Through the streaked windowpane, the morning was an unrelieved, almost uniform gray. Dingy and sad. Appropriate. Fog turned the nearest trees gray, and hid the rest, the descent into the valley, the mountains across the way. It made things disappear. Farrah realized she wanted to disappear.
She reached for her coat, lifted it off the hook, then set it down again, crooked. It was a bright red with blue details; the blue the color of the ink he had written in. The red was too cheerful, and the blue—no. She went to the closet and pulled out the silvery grey cloak she’d bought for Halloween after watching The Lord of the Rings.
She settled it around her shoulders, letting the deep hood shroud her wet face. She joined the delicate leaf clasp, remembering the books, remembering how the elves left the mortal world, when its strife and sadness became too much for them. It was a long trip to that shore—she needed lembas.
She rummaged in the closet, rejecting Ritz (too commercial) and Keebler (wrong type of elves, too cheerful. Besides, she thought the sweetness would choke her). Nothing was perfect, so she settled on Bug Bites. She’d bought them for her—no, his—nephew. They were abandoned goods, just like her. And butterflies and dragonflies and ladybugs, well, she could imagine even Tolkien’s solemn elves wanting their lembas to be things of beauty. She tucked the box into one deep sleeve and set out, leaving the door ajar.
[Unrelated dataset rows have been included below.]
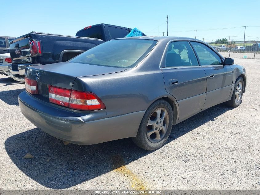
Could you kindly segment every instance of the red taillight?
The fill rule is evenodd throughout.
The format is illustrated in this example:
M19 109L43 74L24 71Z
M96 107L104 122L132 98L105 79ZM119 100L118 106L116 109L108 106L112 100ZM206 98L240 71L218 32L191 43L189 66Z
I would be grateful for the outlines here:
M32 94L38 94L37 81L26 77L24 78L24 81L26 91Z
M94 110L106 108L102 101L94 93L74 90L70 94L69 107L81 110Z
M50 102L61 106L69 107L71 90L49 86L49 97Z
M6 58L5 60L5 61L7 62L7 63L12 63L12 59L11 58Z
M60 106L80 110L95 110L106 108L96 95L49 85L50 101Z
M30 40L29 42L29 45L30 47L30 53L31 56L42 55L41 44L41 42L39 41Z

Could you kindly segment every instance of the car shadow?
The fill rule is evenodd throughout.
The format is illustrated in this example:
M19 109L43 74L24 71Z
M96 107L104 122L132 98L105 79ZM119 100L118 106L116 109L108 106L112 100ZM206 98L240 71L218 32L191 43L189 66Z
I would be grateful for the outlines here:
M174 126L166 144L214 120L230 109L220 104ZM138 148L130 138L88 146L65 146L38 128L9 137L5 146L10 158L20 170L40 184L53 189L72 187L152 152ZM27 153L34 158L24 159ZM97 184L92 187L98 186Z
M25 90L23 88L0 91L0 100L10 105L18 106L18 95Z
M11 85L24 83L24 82L19 82L19 81L14 80L13 79L9 76L8 77L6 76L6 77L4 78L0 79L0 83L5 83L5 85L1 86L5 87Z

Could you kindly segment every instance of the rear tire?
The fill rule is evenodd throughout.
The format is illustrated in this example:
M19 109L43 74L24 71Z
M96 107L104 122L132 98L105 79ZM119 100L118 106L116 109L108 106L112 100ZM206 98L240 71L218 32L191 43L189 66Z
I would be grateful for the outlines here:
M169 103L163 100L154 102L146 111L136 137L137 146L146 150L156 150L166 142L172 128L173 113Z
M235 83L231 100L226 102L227 105L234 107L239 106L242 101L244 87L244 79L242 77L239 77L238 78Z

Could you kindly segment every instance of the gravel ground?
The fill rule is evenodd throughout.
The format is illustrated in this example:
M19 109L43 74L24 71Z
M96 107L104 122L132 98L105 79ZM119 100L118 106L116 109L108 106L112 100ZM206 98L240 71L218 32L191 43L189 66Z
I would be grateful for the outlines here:
M24 84L0 75L0 189L260 189L260 60L235 61L248 76L239 106L219 104L174 126L153 152L130 139L63 145L22 114Z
The day was silent. She walked until the house faded to an indistinct form behind her and closed her eyes, listened. The silence was not empty; it was dense. It drifted into her, stilling the echoes of all their recent fights, quieting even the echoes of his voice, speaking the words in the letter, until they faltered, and lay smothered, quiescent.
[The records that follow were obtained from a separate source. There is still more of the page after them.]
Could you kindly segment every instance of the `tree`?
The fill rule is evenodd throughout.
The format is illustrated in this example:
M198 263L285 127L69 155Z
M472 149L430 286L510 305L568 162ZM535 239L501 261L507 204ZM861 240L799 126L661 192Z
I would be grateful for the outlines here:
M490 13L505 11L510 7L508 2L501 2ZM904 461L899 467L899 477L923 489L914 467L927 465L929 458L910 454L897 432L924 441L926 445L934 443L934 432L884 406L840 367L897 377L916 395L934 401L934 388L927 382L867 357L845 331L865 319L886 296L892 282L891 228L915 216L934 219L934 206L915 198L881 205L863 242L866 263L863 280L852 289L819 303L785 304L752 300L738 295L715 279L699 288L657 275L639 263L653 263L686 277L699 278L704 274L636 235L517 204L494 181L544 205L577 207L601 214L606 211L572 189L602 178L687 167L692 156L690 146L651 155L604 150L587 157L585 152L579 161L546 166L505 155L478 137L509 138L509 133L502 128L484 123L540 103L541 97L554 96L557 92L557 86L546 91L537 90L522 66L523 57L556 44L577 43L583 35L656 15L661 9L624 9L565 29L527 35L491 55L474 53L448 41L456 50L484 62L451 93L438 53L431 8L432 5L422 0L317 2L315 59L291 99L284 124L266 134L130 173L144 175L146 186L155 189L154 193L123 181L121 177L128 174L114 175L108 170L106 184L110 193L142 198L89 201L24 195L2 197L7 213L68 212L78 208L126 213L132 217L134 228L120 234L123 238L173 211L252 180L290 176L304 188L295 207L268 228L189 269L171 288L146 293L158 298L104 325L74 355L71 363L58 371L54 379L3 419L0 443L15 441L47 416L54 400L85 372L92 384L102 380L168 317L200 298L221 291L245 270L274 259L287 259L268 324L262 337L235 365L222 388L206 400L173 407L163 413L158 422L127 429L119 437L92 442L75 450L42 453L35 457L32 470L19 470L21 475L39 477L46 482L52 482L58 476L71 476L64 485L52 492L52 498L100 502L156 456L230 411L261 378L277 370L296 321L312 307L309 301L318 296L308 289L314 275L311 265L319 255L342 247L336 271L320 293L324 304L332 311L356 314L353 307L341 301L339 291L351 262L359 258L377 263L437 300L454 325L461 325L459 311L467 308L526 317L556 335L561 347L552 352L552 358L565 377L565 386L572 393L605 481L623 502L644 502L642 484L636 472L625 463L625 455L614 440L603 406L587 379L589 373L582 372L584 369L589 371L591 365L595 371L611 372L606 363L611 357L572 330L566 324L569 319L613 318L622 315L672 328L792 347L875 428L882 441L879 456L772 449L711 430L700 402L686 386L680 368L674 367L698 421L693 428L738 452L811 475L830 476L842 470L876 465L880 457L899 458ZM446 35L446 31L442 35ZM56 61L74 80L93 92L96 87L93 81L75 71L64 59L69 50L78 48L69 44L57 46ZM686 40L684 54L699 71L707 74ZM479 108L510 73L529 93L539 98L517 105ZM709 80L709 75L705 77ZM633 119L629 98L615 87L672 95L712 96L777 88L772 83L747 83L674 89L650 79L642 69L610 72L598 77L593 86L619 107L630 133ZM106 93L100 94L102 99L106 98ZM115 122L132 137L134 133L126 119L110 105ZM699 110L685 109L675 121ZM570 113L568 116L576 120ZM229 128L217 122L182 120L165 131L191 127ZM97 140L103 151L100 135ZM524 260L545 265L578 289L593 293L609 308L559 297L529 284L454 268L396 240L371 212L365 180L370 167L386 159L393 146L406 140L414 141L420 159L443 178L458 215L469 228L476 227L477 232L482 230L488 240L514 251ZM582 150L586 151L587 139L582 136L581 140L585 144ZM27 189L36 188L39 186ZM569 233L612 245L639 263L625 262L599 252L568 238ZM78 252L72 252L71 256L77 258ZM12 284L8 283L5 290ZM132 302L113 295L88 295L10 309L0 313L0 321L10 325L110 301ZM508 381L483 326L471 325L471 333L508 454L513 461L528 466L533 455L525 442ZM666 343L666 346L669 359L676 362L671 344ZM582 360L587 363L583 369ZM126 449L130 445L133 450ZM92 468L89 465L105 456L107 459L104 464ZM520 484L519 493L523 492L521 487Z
She stood there, invisible, silent, grey. A part of the fog.
Slowly, the day brightened. The fog started to burn off. She stood at the top of a steep hillside, the fog in the valley twisting and dancing in beautiful, fanciful shapes.
Farrah realized she could stand on the hillside, wait for the sun to come out, to make things real and distinct. Clear and sharp. Go inside, call a divorce lawyer. And the rest of her day would be real, and ugly.
In front of her was beauty. Peace. Ethereal silvery waves—though it was all illusion, mist and shadows. Nothing she could touch, nothing she could rely on. Like she’d thought she could rely on him, she thought bitterly.
She took a few steps forward, descending to where the mist rose dense above her knees, and higher in tatters and spires . The hillside was steep and wet, going forward would be dangerous. She couldn’t see her feet, couldn’t guess where her footsteps would take her. There would be no one to save her if she slipped, no one to catch her if she fell, save herself.
She opened the box of lembas, took out two pieces of waybread, looked at them as if they were omens. A caterpillar and a butterfly. Perhaps they were.
Perhaps tomorrow she could bear to go back, to deal with the ugly aftermath of her yesterdays.
But today—today the path to the grey shores lay in front of her. Today she would leave all of her troubles, all of the mortal world, behind.
She stepped forward, gently, drifting downward amid the curls and drifts of fog, welcoming the silence, and the danger, and most of all, an ever-changing beauty she could never grasp in her hand, only in her soul.